S’ensuivirent des esclaffements théâtraux. À tous les coups, ils étaient en train de se moquer de ma tête de militaire mal dégrossie sur mes papiers d’identité. Les salauds. Ma prudence m’invitait cependant à ne pas appeler à l’aide, et à rester calme pour tenter de capter d’autres bribes de conversation. En vain. Le reste du trajet fut silencieux.
Le véhicule s’arrêta assez vite dans un lieu qui, au son, semblait vierge de toute activité humaine. Les deux paires de jambes descendirent du véhicule à la hâte et vinrent ouvrir le coffre. L’occasion pour moi de profiter d’une vue sublime en contre-plongée sur mes deux ravisseurs, façon Tarantino. Ils avaient exactement les trognes que je m’étais imaginées, et étaient emballés comme des sacs dans de vieux joggings rose fuschia et bleu cyan des années 90.
C’est quoi ce mauvais remake ? Je brisai le silence :
« Heu… Vous avez un doliprane ? Un aspegic ? Même du nurofen je prends. »
Cheveux Noirs et Cheveux Blancs se regardèrent sans émotion. Cheveux Blancs haussa les épaules et me lança :
« Toi. Tu as deux minutes pour nous convaincre qu’on ne doit pas te buter. Allez, déroule-nous ton CV. Grouille. Top chrono. »
Je. Hein ? Quoi ? Me tuer ? Mais c’est qu’il a l’air sérieux, ce con. Ma nonchalence céda la place à une peur panique et soudain, mes idées se bousculèrent dans ma tête. Incapable. De. Trouver. Quoi. Dire… Moi ? Mourir ? Ne pas mourir ? Pour quelle raison ? C’est vrai ça, pourquoi ?
Cheveux Blancs reprit la parole, les yeux rivés sur sa montre bracelet en plastique.
« Plus qu’une minute et quarante secondes. Je serais toi, je retrouverais la parole fissa.
— Heuuuuu… Vous ne devez pas me tuer parce que c’est pas bien de tuer les gens ?
— Je l’ai déjà fait une fois ou deux. Ou cent. Mauvais angle d’attaque, fillette. C’est de toi qu’il va falloir causer. Une minute trente. »
Bon. Inspiration, expiration. Réflexion intense. Il va être temps de prouver que ta vie s’est résumée à un peu plus que jouer à la Mega Drive et déprimer seule dans ton lit, Anne. Fais ce que tu n’as jamais réussi à faire dans ta vie : sois honnête, parle.

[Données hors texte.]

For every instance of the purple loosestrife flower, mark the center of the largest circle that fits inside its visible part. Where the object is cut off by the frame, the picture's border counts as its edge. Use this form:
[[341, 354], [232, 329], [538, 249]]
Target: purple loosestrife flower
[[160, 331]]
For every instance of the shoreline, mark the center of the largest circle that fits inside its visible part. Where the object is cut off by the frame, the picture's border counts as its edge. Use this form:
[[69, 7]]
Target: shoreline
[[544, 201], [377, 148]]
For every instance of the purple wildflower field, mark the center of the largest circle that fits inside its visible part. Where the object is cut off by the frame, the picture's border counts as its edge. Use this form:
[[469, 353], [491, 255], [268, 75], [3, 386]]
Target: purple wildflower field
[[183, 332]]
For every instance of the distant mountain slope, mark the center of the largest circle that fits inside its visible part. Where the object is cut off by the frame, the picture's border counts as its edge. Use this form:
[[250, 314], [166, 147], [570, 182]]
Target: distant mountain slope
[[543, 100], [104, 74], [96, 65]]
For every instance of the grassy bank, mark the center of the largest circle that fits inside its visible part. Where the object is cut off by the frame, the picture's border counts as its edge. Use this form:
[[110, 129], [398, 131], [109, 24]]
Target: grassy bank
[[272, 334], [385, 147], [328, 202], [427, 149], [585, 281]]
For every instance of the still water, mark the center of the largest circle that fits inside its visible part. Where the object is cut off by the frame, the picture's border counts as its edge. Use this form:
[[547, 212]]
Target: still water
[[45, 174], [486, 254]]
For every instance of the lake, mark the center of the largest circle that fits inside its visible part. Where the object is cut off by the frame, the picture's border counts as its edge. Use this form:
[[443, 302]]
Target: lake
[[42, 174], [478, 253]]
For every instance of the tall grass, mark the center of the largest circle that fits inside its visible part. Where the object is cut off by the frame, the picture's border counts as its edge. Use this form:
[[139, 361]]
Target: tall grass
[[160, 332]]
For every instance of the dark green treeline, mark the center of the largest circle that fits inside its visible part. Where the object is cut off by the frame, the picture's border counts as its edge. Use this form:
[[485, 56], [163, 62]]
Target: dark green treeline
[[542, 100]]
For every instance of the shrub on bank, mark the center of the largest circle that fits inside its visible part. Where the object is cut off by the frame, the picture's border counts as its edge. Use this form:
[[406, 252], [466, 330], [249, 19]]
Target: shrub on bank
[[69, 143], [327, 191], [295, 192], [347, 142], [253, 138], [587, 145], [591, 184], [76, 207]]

« Je ne suis pas fière de tout ce que j’ai pu faire mais qui l’est vraiment ? Je suis pas tout à fait cool, pas tout à fait nulle non plus, je pense que mes plus grands torts sont très ordinaires : je suis un peu égoïste, je n’appelle pas ma famille assez souvent, je ne mange pas toujours très équilibré, je…
— Une minute. »
Merde. Je suis censée me vendre, mais je crois que je m’enfonce encore plus.
« Mais enfin, regardez-moi ! Je suis grosse et pathétique. Je m’énerve facilement, je n’ai pas beaucoup d’amies. Mais j’ai envie de faire changer les choses. J’ai de l’énergie. J’ai de la créativité. J’ai une conviction et une force de caractère que vous n’aurez probablement jamais. Je veux avoir une vie meilleure que celle que j’ai toujours eue et je ne serai jamais satisfaite de ce que j’ai déjà. J’ai 33 ans et je commence seulement. J’ai encore besoin de quelques années pour comprendre l’intérêt de la vie. Ne me tuez pas maintenant, s’il vous plaît. Je vous en supplie…
— Quinze secondes.
— Oh, et puis, vous savez quoi ? Je ne pense pas que je mérite d’être épargnée, voilà. Ça veut rien dire. Le mérite c’est une connerie. Ça n’existe pas. Tous les héros, les gens les plus admirables, ont crevé dans les pires circonstances. Peut-être que c’est un honneur- »
Le cliquetis du cran de sécurité de l’arme interrompit ma dernière phrase.
- Atelier d’écriture du 12 juillet 2021
- Thème : le personnage principal a 2 minutes pour convaincre un ravisseur qu’il vaut la peine d’être épargné.